The Ranchero went out of its way to praise Santos for being "foremost in confronting danger in support of the laws and institutions of Texas." It was not the first time Santos had "distinguished himself in restoring runaway slaves to their owners," the Ranchero went on to say. The newspaper also praised him for his refusal to "receive any recompense for his exertions." The writers hoped that Santos, through his actions, had gone a long way toward alleviating the widely held idea in Texas that people of "Mexican origin" were not loyal to the state. His daring actions had proven that citizens on the Rio Grande frontier were as committed as the most "rabid orator." In a few comments on November 17, 1860, the Ranchero again praised Santos for daringly crossing into Mexico to retrieve the runaway slave."
Jerry D. Thompson. Tejano Tiger: José de los Santos Benavides and the Texas-Mexico Borderlands, 1823-1891. The Texas Biography Series. Fort Worth: Texas Christian University Press, 2017.
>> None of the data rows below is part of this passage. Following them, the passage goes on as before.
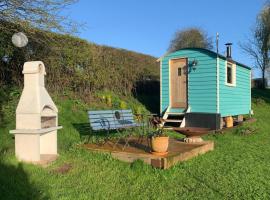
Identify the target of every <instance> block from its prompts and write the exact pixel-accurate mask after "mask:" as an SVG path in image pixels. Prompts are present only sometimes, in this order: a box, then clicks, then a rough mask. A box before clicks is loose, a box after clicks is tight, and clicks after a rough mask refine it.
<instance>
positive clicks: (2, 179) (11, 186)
mask: <svg viewBox="0 0 270 200" xmlns="http://www.w3.org/2000/svg"><path fill="white" fill-rule="evenodd" d="M41 194H44V193H41V191H40V190H39V189H38V188H37V187H36V186H34V185H33V184H32V183H30V180H29V178H28V175H27V174H26V172H25V171H24V169H23V167H22V165H21V164H19V165H18V167H15V166H12V165H7V164H4V163H2V162H1V161H0V199H27V200H31V199H33V200H36V199H49V197H47V196H44V195H42V196H41Z"/></svg>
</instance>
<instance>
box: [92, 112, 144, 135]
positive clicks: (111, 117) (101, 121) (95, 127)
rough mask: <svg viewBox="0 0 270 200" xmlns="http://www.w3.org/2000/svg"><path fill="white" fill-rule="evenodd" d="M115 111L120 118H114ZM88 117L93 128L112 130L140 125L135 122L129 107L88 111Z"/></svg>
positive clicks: (97, 128)
mask: <svg viewBox="0 0 270 200" xmlns="http://www.w3.org/2000/svg"><path fill="white" fill-rule="evenodd" d="M115 112H119V113H120V119H116V116H115ZM88 118H89V122H90V125H91V128H92V129H93V130H108V129H111V130H114V129H125V128H132V127H138V126H141V124H138V123H136V122H135V120H134V116H133V113H132V110H131V109H126V110H95V111H88Z"/></svg>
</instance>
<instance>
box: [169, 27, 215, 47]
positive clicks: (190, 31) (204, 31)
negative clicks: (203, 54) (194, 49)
mask: <svg viewBox="0 0 270 200" xmlns="http://www.w3.org/2000/svg"><path fill="white" fill-rule="evenodd" d="M188 47H197V48H206V49H212V48H213V42H212V38H211V37H209V36H208V34H207V33H206V32H205V31H204V30H202V29H200V28H196V27H195V28H186V29H183V30H178V31H176V33H175V35H174V37H173V39H172V40H171V42H170V46H169V48H168V51H169V52H173V51H177V50H179V49H182V48H188Z"/></svg>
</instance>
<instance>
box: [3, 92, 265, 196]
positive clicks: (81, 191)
mask: <svg viewBox="0 0 270 200" xmlns="http://www.w3.org/2000/svg"><path fill="white" fill-rule="evenodd" d="M8 95H9V98H8V97H7V99H4V96H5V95H1V98H2V100H1V101H0V102H2V104H3V105H4V106H3V110H2V113H4V114H3V115H2V116H1V115H0V117H2V118H3V120H2V121H4V123H3V122H2V125H1V127H2V128H0V199H20V200H22V199H270V190H269V188H270V167H269V166H270V91H269V90H267V91H260V90H255V91H253V96H254V99H253V104H252V106H253V110H254V113H255V118H257V121H256V122H255V123H252V124H248V125H246V126H244V127H240V128H238V129H236V130H233V131H231V132H227V133H225V134H216V135H208V136H206V137H204V139H209V140H213V141H214V142H215V150H214V151H212V152H209V153H207V154H205V155H202V156H199V157H196V158H193V159H191V160H189V161H186V162H184V163H179V164H178V165H176V166H174V167H172V168H170V169H168V170H158V169H154V168H152V167H150V166H148V165H145V164H143V163H142V162H139V161H138V162H137V161H136V162H134V163H133V164H127V163H124V162H121V161H118V160H115V159H113V158H112V157H111V156H110V155H108V154H99V153H91V152H89V151H87V150H84V149H81V148H78V144H80V143H81V141H82V137H81V135H80V133H79V132H80V129H78V126H76V125H78V124H83V123H88V120H87V115H86V110H87V108H88V106H87V105H85V104H83V103H78V101H74V100H71V99H69V98H65V99H64V98H60V97H57V98H54V99H55V101H56V104H57V105H58V108H59V115H60V116H59V118H60V124H61V125H63V126H64V129H62V130H60V131H59V134H58V140H59V153H60V157H59V159H58V160H57V161H56V162H55V163H54V164H52V165H51V166H49V167H47V168H42V167H38V166H34V165H31V164H24V163H19V162H18V161H17V160H16V159H15V156H14V140H13V139H12V136H11V135H9V134H8V130H10V129H14V127H15V121H14V118H15V115H14V110H15V107H16V105H17V99H18V95H17V94H16V93H15V94H12V95H11V96H12V97H11V98H10V94H8ZM8 99H9V100H8ZM10 99H13V100H10ZM132 101H133V102H136V101H135V100H134V99H133V100H132ZM136 103H138V102H136ZM0 123H1V122H0ZM249 126H251V127H253V128H255V129H256V131H255V133H254V134H251V135H241V134H240V132H241V131H240V130H242V129H245V128H247V127H249ZM65 164H69V165H71V167H72V168H71V170H70V171H69V172H67V173H63V174H61V173H58V172H57V171H55V170H56V169H57V168H59V167H61V166H63V165H65Z"/></svg>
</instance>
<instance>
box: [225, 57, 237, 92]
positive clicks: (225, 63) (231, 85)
mask: <svg viewBox="0 0 270 200" xmlns="http://www.w3.org/2000/svg"><path fill="white" fill-rule="evenodd" d="M228 64H230V65H232V83H228V82H227V65H228ZM225 85H227V86H231V87H235V86H236V64H235V63H233V62H230V61H227V60H226V61H225Z"/></svg>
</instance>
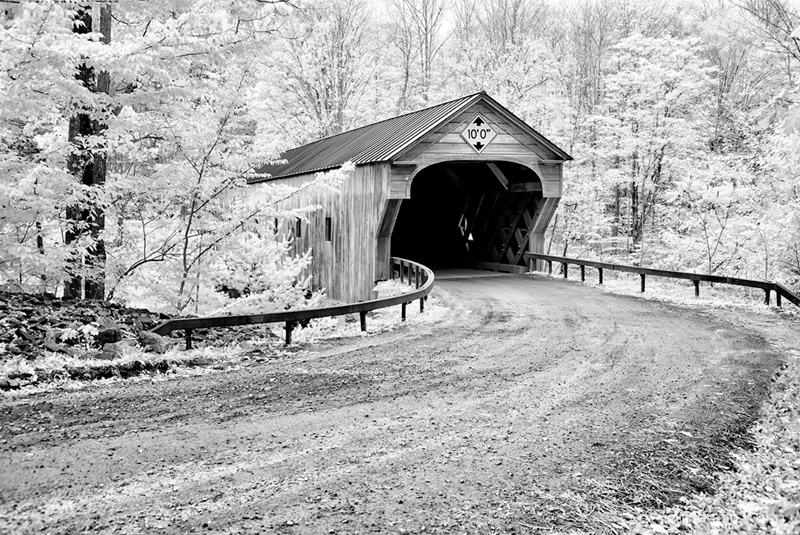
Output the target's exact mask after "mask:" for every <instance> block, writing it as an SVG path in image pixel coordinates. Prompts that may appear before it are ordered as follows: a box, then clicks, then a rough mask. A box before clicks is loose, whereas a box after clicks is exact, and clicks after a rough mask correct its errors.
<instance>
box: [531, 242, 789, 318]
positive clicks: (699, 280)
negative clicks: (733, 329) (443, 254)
mask: <svg viewBox="0 0 800 535" xmlns="http://www.w3.org/2000/svg"><path fill="white" fill-rule="evenodd" d="M523 256H524V257H525V260H526V261H528V262H529V263H530V270H531V271H534V267H535V266H534V260H541V261H544V262H547V265H548V268H549V272H550V273H551V274H552V273H553V262H556V263H559V264H561V265H562V266H563V267H564V278H565V279H566V278H567V275H568V271H567V266H569V265H570V264H573V265H577V266H580V268H581V281H584V280H586V266H589V267H593V268H596V269H597V271H598V274H599V279H600V284H603V270H604V269H610V270H615V271H627V272H629V273H638V274H639V276H640V277H641V279H642V281H641V288H642V292H644V289H645V277H646V276H647V275H651V276H654V277H667V278H671V279H687V280H691V281H692V282H694V295H695V296H696V297H700V281H705V282H716V283H718V284H732V285H734V286H747V287H750V288H761V289H762V290H764V303H765V304H767V305H768V304H769V301H770V293H771V292H775V302H776V304H777V305H778V306H781V298H782V297H784V298H786V299H787V300H788V301H789V302H791V303H793V304H795V305H797V306H799V307H800V297H798V296H797V295H795V294H793V293H792V292H791V291H789V289H788V288H786V287H785V286H783V285H782V284H778V283H776V282H769V281H757V280H752V279H738V278H735V277H720V276H719V275H703V274H702V273H689V272H687V271H667V270H663V269H652V268H641V267H637V266H626V265H619V264H610V263H607V262H596V261H594V260H580V259H578V258H567V257H565V256H553V255H545V254H538V253H525V254H524V255H523Z"/></svg>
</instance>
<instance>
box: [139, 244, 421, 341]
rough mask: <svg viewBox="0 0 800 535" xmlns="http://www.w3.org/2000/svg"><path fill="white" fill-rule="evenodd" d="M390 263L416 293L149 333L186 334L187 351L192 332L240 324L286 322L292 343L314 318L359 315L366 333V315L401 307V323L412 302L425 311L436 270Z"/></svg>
mask: <svg viewBox="0 0 800 535" xmlns="http://www.w3.org/2000/svg"><path fill="white" fill-rule="evenodd" d="M389 262H390V264H391V266H390V267H391V269H390V271H391V274H392V278H393V279H394V278H395V275H398V276H399V278H400V281H401V282H408V284H410V285H414V286H415V290H414V291H413V292H408V293H405V294H400V295H395V296H392V297H385V298H382V299H372V300H369V301H362V302H360V303H353V304H349V305H338V306H333V307H322V308H308V309H303V310H289V311H286V312H269V313H266V314H245V315H237V316H206V317H201V318H175V319H171V320H167V321H165V322H162V323H160V324H159V325H157V326H156V327H154V328H153V329H150V332H153V333H156V334H160V335H162V336H165V335H167V334H170V333H171V332H172V331H181V330H182V331H185V339H186V349H191V348H192V332H193V331H194V330H195V329H211V328H218V327H235V326H237V325H255V324H260V323H285V324H286V343H287V344H291V343H292V331H293V330H294V328H295V327H296V326H297V324H298V323H299V322H301V321H306V320H310V319H315V318H328V317H333V316H343V315H347V314H355V313H358V314H359V316H360V319H361V330H362V331H366V330H367V312H370V311H371V310H377V309H379V308H387V307H390V306H396V305H400V306H401V307H402V313H401V318H402V321H405V319H406V307H407V306H408V305H409V304H411V303H412V302H413V301H415V300H417V299H419V311H420V312H424V311H425V300H426V299H427V298H428V294H429V293H431V290H432V289H433V281H434V276H433V271H431V269H430V268H427V267H425V266H423V265H422V264H418V263H417V262H412V261H411V260H406V259H404V258H395V257H392V258H391V259H390V260H389Z"/></svg>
Thursday, September 2, 2021

Singled out.


At a young age, the South was the place where Cortez learned what it meant to be Jim Crowed, while for nonblack Latinos it was where they learned what it could mean to be free from that violence.  

Growing up, Cortez’s family was upper middle class. She attended a French Catholic private school where she was the only “colored” girl in her class. While she was the only “colored” girl, there were also two light-skinned Dominican girls in her class, the goddaughters of a member of the Trujillo family, a Korean girl and a Filipina. To the Dominican girls, Cortez was “just an American colored girl.”

During her senior year of high school, Cortez’s school decided to take the graduating class on a trip to Washington DC. Cortez, however, was excluded from the trip after the school decided to have the group stay in an all white hotel. Even in her racially diverse group, with a “Korean [girl] who was darker...the Filipina who was about [her] complexion...and the two girls from the Dominican Republic,” it was Cortez’s status as an African American that prevented her from staying in the hotel. Alienated by her classmates who she “lunch with everyday for four years,” Cortez was destroyed. When she spoke to her mother about the incident, Cortez’s mother lamented, “that’s just how white people are.” But “they’re not white,” Cortez responded. “Well,” her mother said, “that’s how they’re considered.”